Hey, I'm in the same school system as Wild Woman, and it is indeed a huge help to have (1) a daily planner book and (2) an online system where teachers post assignments. You need to get on top of whether your GD has a planner (if the school does not assign one you need to make one and check it with her every single day. Let me say it again: Every. Single. Day. Consistently. Including Friday after school for weekend homework!
She must, must write every assignment down. If the school does not assign her a planner and you make your own, you may need to talk with her main teacher about looking at the planner daily (for a while, not forever) to see that she is writing things down, but you also must make it the priority to sit down and say, "OK, what is on your planner for tonight" AND "What is due tomorrow, the next day, Friday, next Monday" and so on. Long-term thinking!
Blackboard and other online systems are great but only if teachers actually do post everything that's assigned. If not, you need to learn which teachers use the system consistently and which just don't, so you can remember to check in: "Sally, you know that Mrs. X doesn't tend to post assignments on Blackboard, so it's extra important to have her assignments in your own book."
Get her a good, big calendar with large boxes for each day, one that shows the whole month on a single page, and have her create her own deadlines for longer-term things so she can SEE them. Put it somewhere prominent and be sure that she knows you check it too, every day.
Sally needs to be increasingly responsible for knowing what she has due, but for a time, it is perfectly OK (and not being a "helicopter parent"!) for you to help her LEARN to be organized and think long-term. It really is OK, because kids have to be taught to get themselves organized for school - they don't come out of the womb knowing that "If I have something due for history two weeks from today, I can do parts 1 and 2 of it by Monday and then part 3 next week but only after the math test is over with on Wednesday..." Some parents insist that kids must sink or swim, take the consequences, learn from mistakes, etc. and that's true-- to a degree. But kids are just not able to teach themselves organization and it's fine to help her see why it does not work to wait until the last minute to do things. Forget the grade aspect -- the stress alone is horrid if she makes waiting into a habit.
To answer the specific questions -- I would not wait to say something to her; I would not give a consequence for not telling you but would be clear that the consequence is going to be a bad grade and she needs to get to work, now. Did you tell hear earlier, very clearly, "If you do not tell me about an assignment the very same day it is assigned, you will have a consequence?" If not -- why should she get one?

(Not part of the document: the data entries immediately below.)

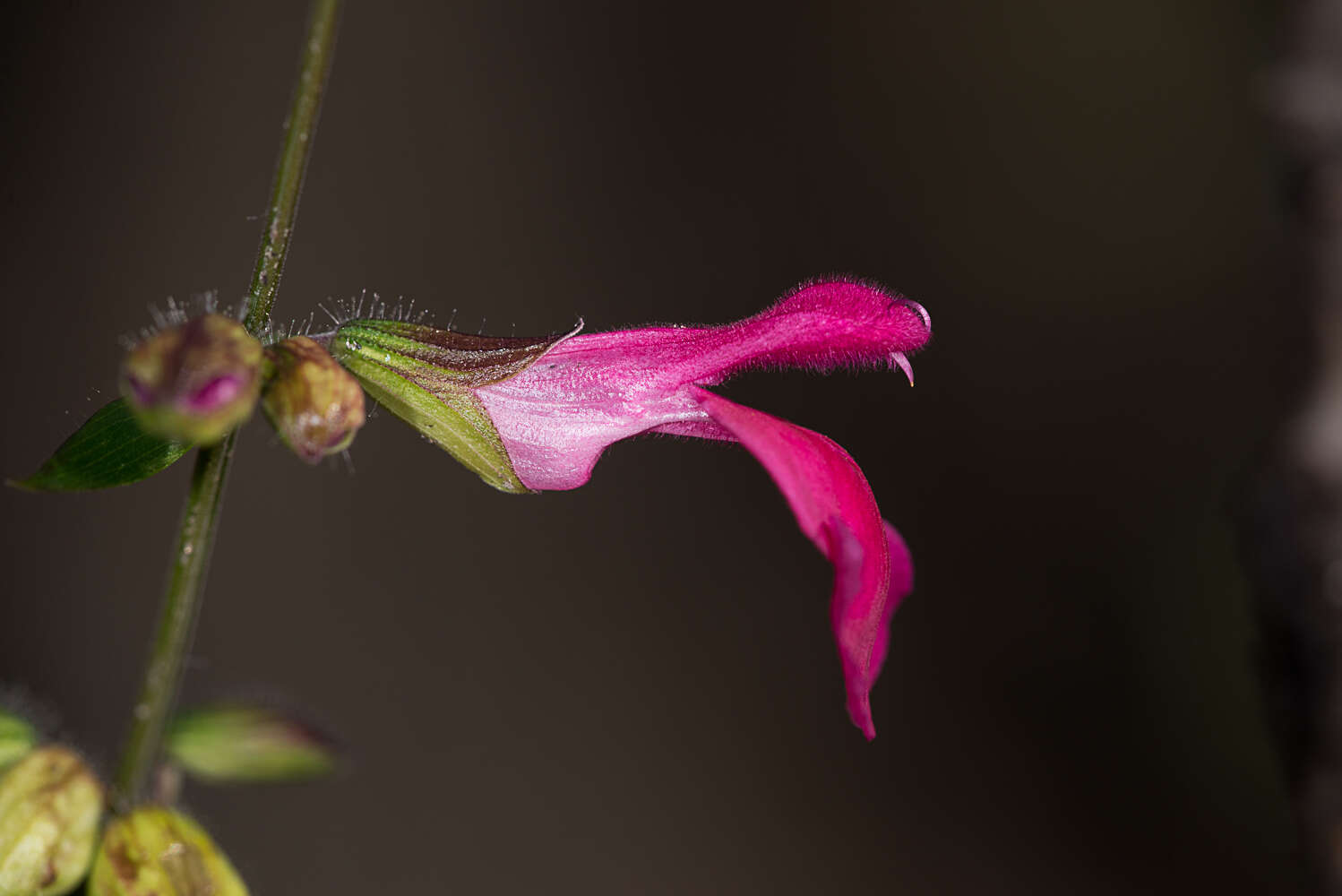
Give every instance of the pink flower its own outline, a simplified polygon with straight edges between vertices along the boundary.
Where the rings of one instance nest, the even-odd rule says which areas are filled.
[[[739,441],[777,483],[801,531],[835,566],[831,621],[848,714],[875,736],[868,693],[890,616],[913,587],[909,549],[880,518],[862,469],[817,432],[745,408],[703,386],[756,366],[831,369],[887,362],[931,335],[917,302],[872,286],[803,286],[772,309],[719,327],[648,327],[576,335],[522,373],[479,388],[527,488],[577,488],[611,443],[644,432]]]
[[[913,587],[909,550],[843,448],[706,386],[758,366],[888,365],[913,382],[905,353],[930,335],[917,302],[827,280],[717,327],[518,339],[358,319],[331,334],[330,350],[389,410],[503,491],[577,488],[607,445],[646,432],[739,441],[833,563],[848,714],[870,739],[890,616]]]

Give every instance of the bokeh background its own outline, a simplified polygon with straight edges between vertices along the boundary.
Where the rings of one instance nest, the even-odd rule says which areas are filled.
[[[302,4],[27,4],[0,40],[5,424],[36,467],[148,304],[251,272]],[[348,747],[188,787],[259,893],[1259,893],[1302,887],[1231,510],[1308,376],[1272,4],[352,4],[278,310],[471,331],[725,322],[855,272],[898,374],[756,373],[917,590],[848,724],[829,569],[743,451],[620,444],[495,494],[380,414],[309,469],[259,417],[188,700]],[[188,464],[0,494],[0,680],[114,763]]]

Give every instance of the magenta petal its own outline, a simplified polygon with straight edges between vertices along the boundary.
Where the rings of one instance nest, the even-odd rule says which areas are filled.
[[[913,585],[909,550],[880,518],[862,469],[836,443],[711,392],[694,393],[709,416],[764,464],[801,531],[833,563],[831,622],[848,715],[870,740],[876,728],[868,695],[886,656],[890,616]]]
[[[809,283],[760,314],[717,327],[585,333],[515,377],[476,390],[527,488],[577,488],[608,445],[643,432],[730,437],[692,386],[765,365],[910,370],[931,335],[917,302],[855,280]]]

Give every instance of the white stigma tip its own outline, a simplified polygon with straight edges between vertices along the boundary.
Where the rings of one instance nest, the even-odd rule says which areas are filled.
[[[909,385],[914,385],[914,365],[909,363],[909,355],[903,351],[891,351],[890,365],[903,370],[905,376],[909,377]]]

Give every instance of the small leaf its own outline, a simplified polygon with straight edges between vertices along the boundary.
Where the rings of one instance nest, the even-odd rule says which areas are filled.
[[[25,491],[91,491],[125,486],[170,467],[191,445],[150,436],[122,398],[103,405],[38,472],[8,484]]]
[[[331,742],[290,716],[251,706],[184,712],[168,732],[168,755],[205,781],[303,781],[336,770]]]

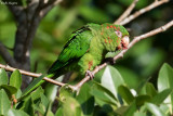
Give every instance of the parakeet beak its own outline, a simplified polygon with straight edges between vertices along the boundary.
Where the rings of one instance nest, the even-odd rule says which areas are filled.
[[[121,39],[122,49],[128,49],[129,42],[130,42],[129,36],[124,36]]]

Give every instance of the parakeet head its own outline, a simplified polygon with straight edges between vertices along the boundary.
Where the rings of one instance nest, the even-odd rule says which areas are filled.
[[[127,29],[121,25],[103,24],[101,35],[105,42],[111,46],[114,50],[128,49],[130,38]],[[111,51],[111,50],[110,50]]]

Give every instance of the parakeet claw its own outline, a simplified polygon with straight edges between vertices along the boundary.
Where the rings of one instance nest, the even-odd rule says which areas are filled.
[[[86,70],[85,76],[90,76],[91,80],[94,78],[94,74],[91,70]]]

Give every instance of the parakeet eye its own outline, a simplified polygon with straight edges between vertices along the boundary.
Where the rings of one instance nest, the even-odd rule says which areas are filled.
[[[121,33],[121,31],[116,30],[115,33],[116,33],[116,35],[117,35],[119,38],[121,38],[121,37],[122,37],[122,33]]]

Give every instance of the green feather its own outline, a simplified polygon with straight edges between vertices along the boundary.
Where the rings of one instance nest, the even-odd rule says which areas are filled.
[[[48,74],[61,76],[75,70],[84,75],[86,70],[92,70],[101,64],[107,52],[116,52],[122,39],[116,30],[121,31],[122,37],[129,36],[123,26],[107,23],[88,24],[72,33]]]

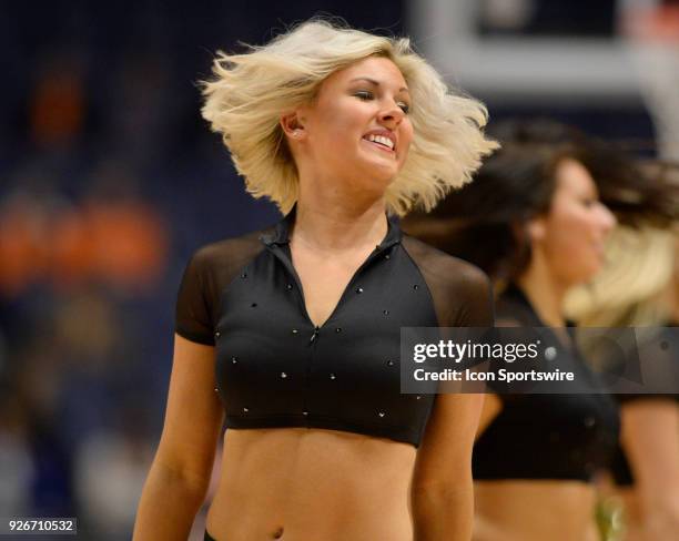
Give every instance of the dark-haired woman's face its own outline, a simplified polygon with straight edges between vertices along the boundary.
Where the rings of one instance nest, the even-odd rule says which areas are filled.
[[[539,222],[534,248],[543,251],[559,282],[580,284],[601,268],[604,242],[616,218],[599,201],[597,186],[581,163],[567,159],[557,165],[551,206]]]

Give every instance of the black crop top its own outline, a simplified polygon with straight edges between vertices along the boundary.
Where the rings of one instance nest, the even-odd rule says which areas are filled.
[[[546,327],[523,292],[510,286],[496,305],[498,321]],[[543,335],[544,336],[544,335]],[[554,345],[558,338],[553,335]],[[548,344],[544,344],[548,346]],[[579,385],[601,389],[577,349],[561,359]],[[480,480],[591,480],[607,468],[618,441],[615,400],[605,394],[498,394],[503,409],[474,447],[474,477]]]
[[[663,344],[665,347],[658,348],[658,344]],[[663,327],[660,329],[659,335],[653,338],[652,345],[656,346],[652,348],[652,351],[645,353],[643,349],[640,353],[642,358],[648,358],[652,360],[656,366],[666,367],[662,370],[656,370],[651,372],[651,376],[656,377],[667,377],[679,374],[679,368],[677,365],[679,364],[679,357],[677,357],[677,351],[679,351],[679,334],[677,329],[672,326]],[[639,346],[640,348],[651,348],[651,344],[642,344]],[[608,366],[611,366],[615,363],[615,359],[605,359],[608,363]],[[663,385],[662,382],[658,382],[656,386],[655,381],[646,381],[649,388],[667,388],[667,382]],[[616,398],[620,402],[620,407],[625,408],[631,402],[638,400],[665,400],[672,401],[677,404],[679,401],[679,395],[669,395],[669,394],[660,394],[660,395],[616,395]],[[631,471],[631,467],[629,461],[627,460],[627,456],[621,446],[618,446],[616,449],[616,453],[610,467],[610,473],[612,474],[614,481],[616,484],[620,487],[629,487],[635,483],[635,478]]]
[[[294,215],[199,249],[184,272],[176,333],[216,347],[226,427],[325,428],[418,446],[434,396],[401,394],[401,327],[493,326],[486,275],[389,220],[314,327],[291,258]]]

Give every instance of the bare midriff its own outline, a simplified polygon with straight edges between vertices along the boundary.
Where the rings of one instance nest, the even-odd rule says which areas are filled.
[[[412,541],[415,453],[334,430],[229,429],[207,531],[217,541]]]
[[[474,541],[597,541],[596,492],[581,481],[474,483]]]

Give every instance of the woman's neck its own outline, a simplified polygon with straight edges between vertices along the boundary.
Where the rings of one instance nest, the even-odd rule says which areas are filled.
[[[388,228],[384,198],[356,203],[321,194],[301,197],[292,233],[294,242],[326,253],[376,246]]]
[[[551,273],[539,252],[534,251],[528,268],[516,280],[538,317],[550,327],[565,327],[564,297],[568,286]]]

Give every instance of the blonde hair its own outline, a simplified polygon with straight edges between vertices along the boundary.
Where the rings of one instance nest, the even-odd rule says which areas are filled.
[[[285,214],[297,200],[297,169],[280,118],[311,103],[333,72],[368,57],[392,60],[413,104],[408,157],[386,192],[389,213],[429,211],[452,188],[468,182],[498,144],[485,137],[488,114],[478,101],[452,92],[408,39],[385,38],[311,20],[244,54],[217,52],[212,81],[203,82],[202,114],[221,133],[239,174],[254,197],[270,197]]]
[[[671,309],[676,238],[671,229],[618,226],[606,242],[606,267],[568,293],[566,314],[586,327],[661,324]]]

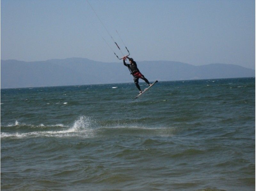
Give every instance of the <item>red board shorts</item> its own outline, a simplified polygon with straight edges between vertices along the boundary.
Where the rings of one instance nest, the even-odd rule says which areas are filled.
[[[134,73],[132,75],[134,77],[137,78],[144,78],[144,76],[141,73],[139,72],[138,72],[136,73]]]

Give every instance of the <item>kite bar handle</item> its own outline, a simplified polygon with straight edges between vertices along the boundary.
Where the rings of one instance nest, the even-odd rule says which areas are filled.
[[[124,58],[127,58],[127,57],[128,57],[128,56],[130,56],[130,54],[128,54],[128,55],[126,55],[126,56],[124,56],[124,57],[123,57],[122,58],[119,58],[119,60],[122,60],[122,59],[124,59]]]

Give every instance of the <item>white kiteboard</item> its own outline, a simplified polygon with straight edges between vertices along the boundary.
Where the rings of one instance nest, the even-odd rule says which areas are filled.
[[[138,96],[137,96],[136,97],[135,97],[134,98],[135,98],[135,99],[136,99],[136,98],[138,98],[138,97],[139,97],[140,96],[141,96],[141,95],[142,94],[143,94],[143,93],[144,92],[145,92],[145,91],[147,91],[148,90],[148,89],[149,89],[149,88],[151,88],[151,87],[152,87],[152,86],[153,86],[157,82],[158,82],[158,81],[157,81],[157,80],[156,80],[156,81],[155,81],[154,82],[154,83],[153,83],[153,84],[151,84],[151,85],[150,86],[149,86],[149,87],[148,87],[148,88],[146,88],[146,89],[144,89],[144,91],[143,91],[141,93],[140,93],[140,94],[139,94],[139,95],[138,95]]]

I think you are perhaps overly focused on consequences for not telling you, when the focus needs to shift instead to teaching her the steps she must take, every day, to be sure she has all assignments written down and to check those with you every single day. You will have to check in with her -- without nagging -- but reminding her that she must look not just at "what homework is due tomorrow" but at reducing longer-term projects etc. to tasks she spreads out over time.